On modern computers, the stack area (to which local variables are
stored) cannot contain executable code. If the control reaches the
stack area, the CPU refuses to execute any code there and the program
is usually terminated due to segmentation fault.

This is a security measure. The stack area used to be executable (old
CPUs generally execute any code as long as it is in a readable memory
region), but that provided an easy attack vector to a malicious user.
They wrote executable code to the stack area using some buffer
overflow bug and jumped there to run arbitrary code in a remote server
process.

To prevent this type of attack, the stack area is no longer executable
since the early 2000s. On Linux, the stack's executable-ness is
controlled by a bit in an executable, and the loader respects that
bit. The bit is set by the linker.

GCC had (and still has) a feature that depends on the executable
stack, so they invented a way to tell the linker to mark the stack
executable. Specifically, if an object file contains a
`.note.GNU-stack` section with the `SHF_EXECSTACK` bit, GNU linker
silently makes the stack of an output file executable.
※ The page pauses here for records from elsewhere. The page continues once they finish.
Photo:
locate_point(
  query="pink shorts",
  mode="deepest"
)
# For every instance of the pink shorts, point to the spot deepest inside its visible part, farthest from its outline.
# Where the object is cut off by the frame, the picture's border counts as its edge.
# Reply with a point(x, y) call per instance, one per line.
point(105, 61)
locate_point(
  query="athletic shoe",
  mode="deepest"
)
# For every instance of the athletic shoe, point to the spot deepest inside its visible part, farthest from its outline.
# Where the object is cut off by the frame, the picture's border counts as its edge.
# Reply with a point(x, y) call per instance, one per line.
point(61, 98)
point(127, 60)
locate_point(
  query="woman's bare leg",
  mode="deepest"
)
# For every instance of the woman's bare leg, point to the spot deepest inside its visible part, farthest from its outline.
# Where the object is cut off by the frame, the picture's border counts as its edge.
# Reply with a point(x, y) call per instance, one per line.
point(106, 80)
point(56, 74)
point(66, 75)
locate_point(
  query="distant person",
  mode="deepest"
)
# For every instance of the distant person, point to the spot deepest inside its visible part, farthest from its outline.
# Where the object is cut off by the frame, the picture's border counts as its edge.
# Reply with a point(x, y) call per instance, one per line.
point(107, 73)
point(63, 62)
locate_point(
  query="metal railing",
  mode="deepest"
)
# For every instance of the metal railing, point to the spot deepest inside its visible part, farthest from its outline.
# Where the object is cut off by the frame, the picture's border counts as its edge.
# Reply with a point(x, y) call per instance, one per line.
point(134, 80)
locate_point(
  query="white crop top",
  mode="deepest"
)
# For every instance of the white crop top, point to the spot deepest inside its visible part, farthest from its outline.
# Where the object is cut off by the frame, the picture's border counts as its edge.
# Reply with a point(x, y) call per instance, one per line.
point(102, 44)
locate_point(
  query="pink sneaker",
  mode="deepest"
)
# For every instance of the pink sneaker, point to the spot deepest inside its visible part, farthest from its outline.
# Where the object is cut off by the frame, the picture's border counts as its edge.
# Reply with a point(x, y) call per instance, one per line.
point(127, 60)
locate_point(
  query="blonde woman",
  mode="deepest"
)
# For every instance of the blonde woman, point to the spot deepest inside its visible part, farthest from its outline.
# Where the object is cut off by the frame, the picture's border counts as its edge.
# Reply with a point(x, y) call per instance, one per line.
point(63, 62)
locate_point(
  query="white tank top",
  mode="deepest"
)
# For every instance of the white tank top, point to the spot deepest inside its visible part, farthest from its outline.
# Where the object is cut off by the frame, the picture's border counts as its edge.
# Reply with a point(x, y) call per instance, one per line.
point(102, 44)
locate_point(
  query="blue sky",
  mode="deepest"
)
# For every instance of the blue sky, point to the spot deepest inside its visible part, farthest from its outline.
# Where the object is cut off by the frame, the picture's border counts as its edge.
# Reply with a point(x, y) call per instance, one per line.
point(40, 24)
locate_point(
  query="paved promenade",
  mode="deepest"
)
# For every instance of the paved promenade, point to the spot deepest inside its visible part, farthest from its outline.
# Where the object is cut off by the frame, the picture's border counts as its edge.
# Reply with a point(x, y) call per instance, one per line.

But the GNU linker's behavior is dangerous. If you accidentally link
an object file that has that marker section, the entire stack area
silently becomes executable, disabling the security mechanism.

Therefore, mold simply ignores that marker section. If you are using
mold, you need to explicitly pass `-z execstack` to the linker to make
the stack executable.

# What caused this issue?

You are likely to use GCC's [Nested
Functions](https://gcc.gnu.org/onlinedocs/gcc/Nested-Functions.html)
feature which still depends on the executable stack.

# How to fix it?

If you know what you are doing, pass `-z execstack` to mold. Beware
that this will significantly weaken your program's security.

If you don't want to pass `-z execstack`, rewrite your code so that
your code does not depend on the executable stack.